Art is around us everywhere we go, whether we take notice of it or not. When I was a child, I was always seen as the creative one who designed her Valentine's Day cards with extra care and extra flamboyance. As I grew older, with my thoughts and talents, my creativity diminished. I witnessed other student's artworks and abilities, intimidated and I ultimately gave up any hopes on pursuing an artist's life.

As I glided through high school with no real care or stress, I changed my choice of major like I changed my clothes. My love for animals led me to thinking of a career as a vet, but then I realized that I may not have the strength to surgically operate on an animal. This also crossed medical school out of the list.

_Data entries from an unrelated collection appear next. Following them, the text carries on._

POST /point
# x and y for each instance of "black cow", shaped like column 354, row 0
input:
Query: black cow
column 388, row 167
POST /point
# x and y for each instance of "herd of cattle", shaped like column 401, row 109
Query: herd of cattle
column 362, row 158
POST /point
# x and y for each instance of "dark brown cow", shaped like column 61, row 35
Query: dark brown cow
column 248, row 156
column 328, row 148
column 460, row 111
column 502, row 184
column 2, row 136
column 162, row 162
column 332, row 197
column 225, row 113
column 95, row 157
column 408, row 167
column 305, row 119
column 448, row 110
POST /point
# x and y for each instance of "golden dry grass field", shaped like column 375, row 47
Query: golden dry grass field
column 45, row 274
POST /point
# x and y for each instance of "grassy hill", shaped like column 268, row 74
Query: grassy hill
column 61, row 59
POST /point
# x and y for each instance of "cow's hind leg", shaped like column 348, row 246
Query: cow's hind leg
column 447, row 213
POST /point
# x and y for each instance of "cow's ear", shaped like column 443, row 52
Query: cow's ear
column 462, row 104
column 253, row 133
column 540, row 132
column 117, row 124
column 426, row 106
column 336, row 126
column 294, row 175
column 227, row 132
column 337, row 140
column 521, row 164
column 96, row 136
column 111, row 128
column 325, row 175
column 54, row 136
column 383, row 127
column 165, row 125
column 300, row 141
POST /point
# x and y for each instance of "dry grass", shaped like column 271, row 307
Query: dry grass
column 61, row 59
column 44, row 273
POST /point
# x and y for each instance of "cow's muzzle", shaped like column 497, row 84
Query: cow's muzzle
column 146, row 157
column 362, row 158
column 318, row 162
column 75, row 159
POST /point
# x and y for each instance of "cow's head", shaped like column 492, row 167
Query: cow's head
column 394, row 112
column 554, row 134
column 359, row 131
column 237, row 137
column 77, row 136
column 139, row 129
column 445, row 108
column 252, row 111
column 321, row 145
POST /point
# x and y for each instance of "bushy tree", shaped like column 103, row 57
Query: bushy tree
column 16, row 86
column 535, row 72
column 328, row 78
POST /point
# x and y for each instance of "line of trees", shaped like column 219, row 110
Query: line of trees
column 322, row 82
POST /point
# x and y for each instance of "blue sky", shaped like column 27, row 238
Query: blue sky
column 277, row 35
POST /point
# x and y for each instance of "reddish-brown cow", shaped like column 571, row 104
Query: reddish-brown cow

I was enrolled in honors english/reading classes since 7th grade, and honestly I thought I was a bright, intelligent student, the only thing holding me back was my lack of drive and constant dilatoriness. I ended up with the title of a C average student, which now infuriates me, but beforehand flew through my mind. In high school, I was enrolled in AP/honor classes and was competing against classmates who knew exactly what university they wanted to attend. It was not until my junior year (when it was too late) that I realized I would be denied to any California University.

I fell into deep stress and slight depression realizing that I wasted time. I ignored the nagging persistence my parents pressed on me, advising that I focus on school. Looking back now, I did nothing worth losing the opportunity of attending a UC. Yeah, I was accepted to the only university I applied to (but then again who didn't?) and now I am stuck at an uneventful community college where there is a lack of communication and desire to connect with other students. Students, who vary from the ages of 18-50, attend class, listen attentively (or gain sleep) in lectures, and go home.

When attending an university, where one's new home is a dorm, one is forced to communicate, to converse, to make friends, or else you are completely alone. All students are in the same situation, which makes it easier.

But instead of dwelling on events I cannot change, I shall look forward and hope for the best. Maybe UCLA will give me honor of acceptance to their school. Or Syracuse University might help lead me to a new life in a completely new environment. Unfortunately, I might stay in the OC, attend a school I so deeply tried to ignore from the beginning. Let's see what the future brings.

I completely went off topic, originally thinking of writing about my major, but that will be spoken of in the future x

Wednesday, October 19, 2011

Word Vomit

I thought I'd start a blog, just to release my thought somewhere and keep them from drowning in my head. My writing needs improvement, and I hear constantly that if you keep writing and writing (and also reading!) your writing does really improve. So, here's to hoping that my writing becomes impeccable (is this possible?)

Now I can't say that all my writing here will be perfect, it might just be word vomit. I'll speak my mind, and ramble a bit too much probably.

I'd like to start off with a quote by one of my favorite authors, Albert Camus, which he states in The Myth of Sisyphus and Other Essays.

“I know simply that the sky will last longer than I.”

I'd have to say there is no quote that speaks as much truth as this. I was raised Catholic, but basically, one of those Catholics who was baptized but rarely attended church on Sundays (or any other day). As the years have passed and my thoughts and ideals have developed, I would have to state that I am not, nor ever will be, a religious person.

Towards the end of high school and part of my first year of college, I considered myself "agnostic." This was a false state of mind and as I think more and more about religion, God, or a "greater" power, my mind is a clutter confused with the endless possibilities floating around in this world.

Truly, the only thing we as humans are sure about is birth, death and that there are things that will outlast us indefinitely (like the sky). With religion, why do we let a book control our lives? Why do we look upon someone else when dealing/controlling with our own lives? Why do people believe in fate? or in destiny? In my opinion, it is because they are scared. We look upon "God" when we deal with the questionable. We do not know why death happens, especially to certain people. We do not know why there is illness in the world, why there is poverty, famine. We hope that in the end, all the suffering and pain will be worth it in "heaven."